Has it become more difficult to get access to senior figures in politics and business in recent years?

It hasn’t. It’s been a common assumption for years that the pulling power of Today was bound to wane as choice and competition increased, but there’s absolutely no sign of that happening as a general trend. Some senior politicians and some chief executives are reluctant to talk to us, but that’s always been the case. And if you set those individuals aside, what’s really striking is that the programme remains as capable of drawing the big names as it was 10 or 15 years ago. In the case of business, I’d go further and say that we actually get bigger names, and more of them.

Is the presenting style on Today – the kind of tough belligerence typified by John Humphrys – still effective in an age of political spin? Or is it morenecessary than ever?

I’m aware of the risk of inviting public ridicule when I say this, but the house style of Today isn’t confrontational. Very few of the interviews we do fall into that category. They might be the ones that stick in the memory, they might cause some minor controversy, but in percentage terms, aggressive interviews are a small part of the programme – and that has to be the right approach. Whether we’re dealing with politicians or anyone else, the important thing is that we use the technique that seems to us to stand the best chance of getting something out of the conversation. Sometimes that will be tough and confrontational; mostly it won’t. If we relied solely on any single approach, we’d fail.
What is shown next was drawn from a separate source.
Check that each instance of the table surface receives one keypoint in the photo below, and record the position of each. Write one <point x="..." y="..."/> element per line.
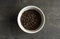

Does Today try to set the news agenda or is it more about following the news leads from elsewhere?

You’ve offered me a false choice: we do both – and we’re not alone in that. In the end, whether or not we set the news agenda is for others to decide. If we do our job well, and break stories that live on beyond the programme, that’s testament to the quality of our journalism. If our only aim was to set the news agenda, it would be a fairly stupid ambition.

How has the Hutton report changed the way Today conducts its journalism?

I think Hutton reinforced more than it fundamentally changed. The programme went through the fire and some of its values and processes probably came out with a harder edge, but our journalism was always based on core BBC values – objectivity, impartiality, accuracy, and so on – and it still is.

Has it become less scoop-driven since Hutton?


How much of the programme is sourced from its own original journalism? And how important is this?

Impossible to put a figure on this, but you’d need to look at original journalism in the round. It doesn’t come only from our reporters, although they’re important. A lot of the rather less-heralded originality on the programme pops out of the heads of producers who, day in and day out, come up with ideas and treatments that make the programme what it is. If you include them in the tally, the proportion of original journalism is very high indeed.

John Humphrys has become the current longest-running presenter. If and when he were to leave, how would Today go about filling the gap, especially when he and his style of presenting have become so associated with the programme for its listeners?

Despite John’s close association with God, in the end it’s more a question of when, rather than if, he leaves. And when the dreaded moment arrives – what can I say? – our plan will be to face it with fortitude and, in our cunning and sophisticated way, to find not just any old presenter, but a fairly good one to take his place. I hope this doesn’t give away too much of our thinking.

How do you see Today’s strategy for the future in the light of possible direct competition from Channel 4 Radio and indirectly from other news platforms/sources?

The job in hand is to define what a modern Today programme sounds like – to find a tone of voice and a news agenda that are authentically Today but absolutely contemporary at the same time. That’s really what the last few years have been about – and it’s work that will have to continue regardless of whatever fresh competition or new platforms we face.